The investigation was funded by the drug company Shionogi, Inc., which developed and manufactures baloxavir.
Baloxavir is approved for use in Japan. In the United States, it remains an "investigational drug," with the U.S. Food and Drug Administration expected to decide on approval by the end of this year.
The new study, which was published Sept. 6 in the New England Journal of Medicine, unfolded in two trials, both involving otherwise healthy flu patients at low risk for influenza complications.
One trial was conducted during the 2015-2016 flu season. About 400 patients, aged 20 to 64, received one of three doses of baloxavir (ranging from 10 to 40 milligrams) or a placebo. Flu symptoms eased notably faster among all three baloxavir groups, compared with placebo (untreated) patients, the findings showed.
The following flu season, nearly 1,100 patients, aged 12 to 64, were treated with baloxavir or Tamiflu. The drugs relieved symptoms in roughly the same time period, with similar side-effect risk.
However, about 10 percent of the baloxavir patients had a less than robust response to the drug. Hayden acknowledged that "the clinical and public health implications of reduced susceptibility to baloxavir are not fully understood."
Dr. Timothy Uyeki, author of an accompanying journal editorial, heads the influenza division at the U.S. Centers for Disease Control and Prevention's National Center for Immunization and Respiratory Diseases.
"There is a need for antiviral drugs with new mechanisms of action," he agreed.Uyeki highlighted the benefit of baloxavir's single-dose regimen. Besides its convenience, it "avoids concerns about compliance with a five-day treatment course of oseltamivir," he said.
But he also stressed the need for further testing.
It remains unclear what benefits might accrue from combining baloxavir with Tamiflu, Uyeki noted.

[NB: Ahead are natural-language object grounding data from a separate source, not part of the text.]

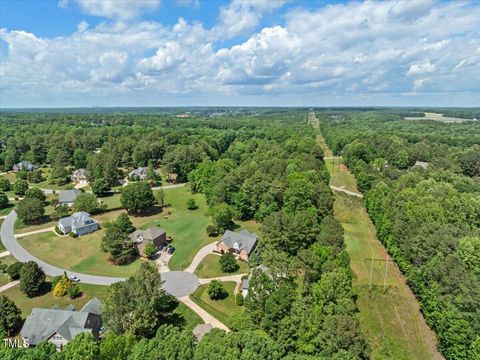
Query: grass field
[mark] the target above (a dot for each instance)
(224, 309)
(48, 300)
(391, 320)
(210, 267)
(82, 254)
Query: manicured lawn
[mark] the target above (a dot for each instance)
(48, 300)
(82, 254)
(224, 309)
(187, 227)
(190, 318)
(210, 267)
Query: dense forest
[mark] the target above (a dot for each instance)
(261, 165)
(421, 180)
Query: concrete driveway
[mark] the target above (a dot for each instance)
(10, 242)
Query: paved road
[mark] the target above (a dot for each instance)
(203, 314)
(336, 188)
(206, 250)
(9, 241)
(9, 285)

Also, he cautioned, the current research only included otherwise healthy people aged 12 to 64 who were not at high risk for flu complications. Whether baloxavir will benefit high-risk groups -- young children, the elderly, pregnant women and others with underlying chronic medical conditions -- remains unknown, Uyeki said.
"A lot more studies are needed of the clinical benefit of baloxavir treatment of influenza in high-risk outpatients," he added.